On of the big advantage of Metal is the possibility to use multiple CPU cores for graphics tasks (submit commands from multiple threads), something that is harder to achieve in openGL. I suppose the GFXBench doesn't especially take advantage of that.
In a session about Vulkan at Siggraph, they showed huge improvements over openGL, but they used demoes with thousands of objects, lots of particles, and optimisation for multiple cores. Quite different from the current GFXBench.
Parallelising the dispatch of calls to the 3D API can definitely be a win, especially if you spend a lot of time issuing calls on the CPU & under GL that was impractical to impossible. However, your engine has to be built for it as you note and Metal's most optimal way of parallelising isn't quite the same as DX12/Vulkan which makes things a bit trickier again.

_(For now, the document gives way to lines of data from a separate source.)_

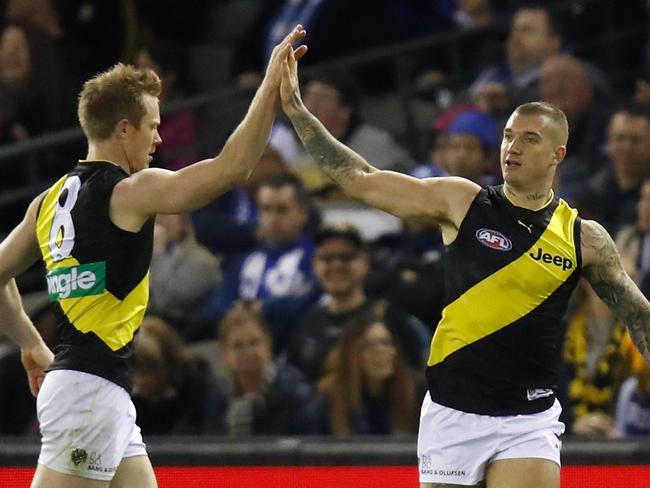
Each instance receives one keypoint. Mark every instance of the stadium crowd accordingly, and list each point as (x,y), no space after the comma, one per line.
(266,317)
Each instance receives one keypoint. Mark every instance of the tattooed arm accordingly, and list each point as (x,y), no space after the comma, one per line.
(603,269)
(444,200)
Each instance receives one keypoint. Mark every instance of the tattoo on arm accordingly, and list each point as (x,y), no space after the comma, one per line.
(613,285)
(338,161)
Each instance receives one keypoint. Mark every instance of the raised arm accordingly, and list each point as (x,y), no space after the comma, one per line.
(17,252)
(153,191)
(442,200)
(603,269)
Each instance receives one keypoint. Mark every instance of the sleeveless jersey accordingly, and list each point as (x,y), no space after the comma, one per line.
(508,278)
(97,274)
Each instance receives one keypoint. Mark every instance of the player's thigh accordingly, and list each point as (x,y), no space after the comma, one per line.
(134,471)
(443,485)
(523,473)
(48,478)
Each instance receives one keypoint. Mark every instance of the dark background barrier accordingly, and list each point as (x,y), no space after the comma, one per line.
(359,463)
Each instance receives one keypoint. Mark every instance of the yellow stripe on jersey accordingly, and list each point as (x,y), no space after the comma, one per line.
(44,222)
(511,292)
(104,314)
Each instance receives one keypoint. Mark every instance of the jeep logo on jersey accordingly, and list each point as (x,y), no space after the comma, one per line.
(76,281)
(493,239)
(564,263)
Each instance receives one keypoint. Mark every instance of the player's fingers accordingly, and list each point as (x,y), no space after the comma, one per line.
(295,35)
(300,51)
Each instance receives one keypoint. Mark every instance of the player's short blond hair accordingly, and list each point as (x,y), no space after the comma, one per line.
(557,116)
(113,95)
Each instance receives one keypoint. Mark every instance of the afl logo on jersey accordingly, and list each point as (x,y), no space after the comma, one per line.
(493,239)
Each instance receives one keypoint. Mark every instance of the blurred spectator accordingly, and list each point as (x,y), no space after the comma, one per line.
(17,405)
(264,396)
(179,129)
(595,367)
(612,194)
(329,32)
(633,404)
(473,141)
(341,264)
(368,389)
(40,13)
(334,97)
(183,272)
(452,65)
(96,34)
(534,36)
(278,272)
(171,22)
(173,391)
(566,83)
(30,70)
(470,142)
(440,142)
(227,225)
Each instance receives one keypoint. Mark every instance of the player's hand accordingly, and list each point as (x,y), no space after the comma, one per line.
(279,54)
(35,360)
(290,87)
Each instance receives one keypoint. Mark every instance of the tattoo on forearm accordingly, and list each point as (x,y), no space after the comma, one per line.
(613,285)
(335,159)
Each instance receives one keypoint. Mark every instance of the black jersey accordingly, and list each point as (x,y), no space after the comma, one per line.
(508,278)
(97,274)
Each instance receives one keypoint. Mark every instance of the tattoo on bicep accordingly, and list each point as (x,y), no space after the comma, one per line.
(334,158)
(613,285)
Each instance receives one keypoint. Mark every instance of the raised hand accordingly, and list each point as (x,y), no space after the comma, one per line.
(280,52)
(290,87)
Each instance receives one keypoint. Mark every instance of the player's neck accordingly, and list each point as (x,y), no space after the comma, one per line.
(531,199)
(106,151)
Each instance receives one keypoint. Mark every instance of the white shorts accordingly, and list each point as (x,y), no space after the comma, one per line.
(456,447)
(87,425)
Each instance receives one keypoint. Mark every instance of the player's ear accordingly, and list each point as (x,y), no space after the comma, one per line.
(121,127)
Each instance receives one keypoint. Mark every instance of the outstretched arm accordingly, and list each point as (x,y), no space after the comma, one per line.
(17,252)
(153,191)
(443,200)
(604,270)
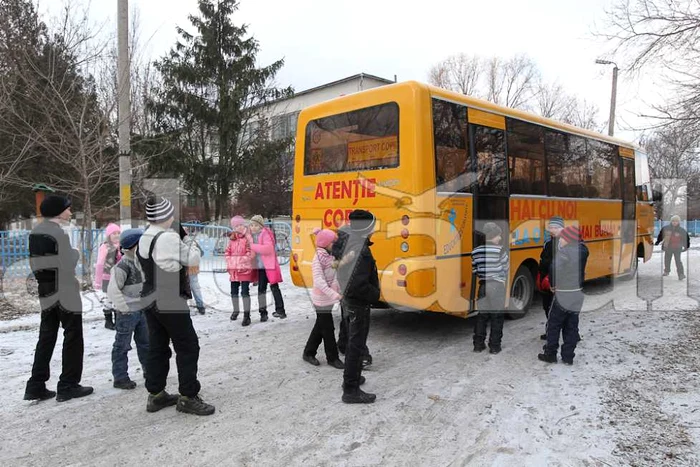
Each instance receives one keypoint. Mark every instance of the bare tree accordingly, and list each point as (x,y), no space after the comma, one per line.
(551,101)
(674,156)
(511,82)
(665,33)
(51,105)
(459,73)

They also said that Metal cannot enable the performance that DX12 and Vulkan can reach because it retains the openGL binding model (I don't know that that means specifically), but that also makes Metal simpler to use.
So in Metal, you bind resources as you need them to numbered slots (i.e. texture slots 0-n, buffer slots 0-n) but for DX12 & Vulkan the set of resources that may be referenced by a particular pipeline-state is itself a state object that can be reused. This eliminates even more validation but makes the API and usage more complex.